Okay, let’s just get this out there, folks. No, there will not be backwards compatibility as you would expect it to occur. You will likely be unable to stick a PS3 disc into the PS4 and just play. You really shouldn’t be surprised. The likely scenario is that no one at Sony has any idea what they are going to do to make the consumers who are upgrading from a PS3 to a PS4 happy. I hate to break it to you, it’s probably going to be a solution that makes no one happy. Remember what happened with the PSPGo? Before the Go’s launch, Sony said that they were working on a solution for those PSP owners who upgrade to Go that still have UMDs. What happened then? Nothing. Absolutely nothing. They just dropped the ball entirely. Set your expectations for that to happen here as well.
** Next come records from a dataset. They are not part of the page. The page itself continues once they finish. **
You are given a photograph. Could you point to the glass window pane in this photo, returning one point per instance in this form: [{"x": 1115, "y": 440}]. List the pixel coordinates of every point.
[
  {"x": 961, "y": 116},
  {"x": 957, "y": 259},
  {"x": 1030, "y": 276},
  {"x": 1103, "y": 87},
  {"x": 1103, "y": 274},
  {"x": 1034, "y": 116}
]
Out of the Gaikai portion of the presentation, it was the concept of Remote Play. My PS Vita will become a portal through which I can play my PS4 to my heart’s content. I love it. The sky is the limit. Perry said that essentially, the PS4 will become a host/server and my Vita, a client. More than just being able to play anywhere in the house, if my PS4 is connected to my broadband, I should be able to connect to it and play my games anywhere. If they really are building a server/client architecture, that is not a giant leap, though who knows about the latency or how they’re actually developing it.
Then, it was time for the games. If the last three major console-type releases have shown us anything, it doesn’t matter how amazing the tech is, without a software library at launch, you are screwed. Yes, I’m looking at the Nintendo Wii U, Nintendo 3DS and PlayStation Vita. To avoid this mistake, Sony brought out and showed a Killzone, a racing game (DriveClub) by the Motorstorm team, an inFamous, Destiny, Diablo III, etc. to demonstrate they have the software to back up their launch. Sony also had Jonathan Blow come out to pretentious up the place to show indie developers that the PlayStation 4 is a great place for them to publish.
To me, the real take away were the tech demos by David Cage and his old man, Capcom’s Panta Rhei, Square Enix’s Luminous Engine, Epic’s Unreal Engine 4 and MediaMolecule’s presentation. More than just sweet graphics and mind-blowing physics, this really demonstrated that first and third party developers are taking the PlayStation 4 as a viable platform and are putting their best foot forward to bring the best products to market. And someone please get the MediaMolecule people hooked up with a 3-D printer that Sony brings out as a peripheral for the PS4.
Overall, Sony made a tremendous showing in New York at their unveiling press conference. They gave us enough to sate our need that day, but left so many open-ended questions that will only drive all of us to look expectantly towards E3 2013.Naturally, the first question that needs to be answered is what does the device look like? Sony is known for sleek, beautiful products and this can be no exception. From now until June we can only speculate, and believe me, it’s already begun. The first real shot of the next-generation console wars has been fired. This is plainly a war we, the players, will be the real winners.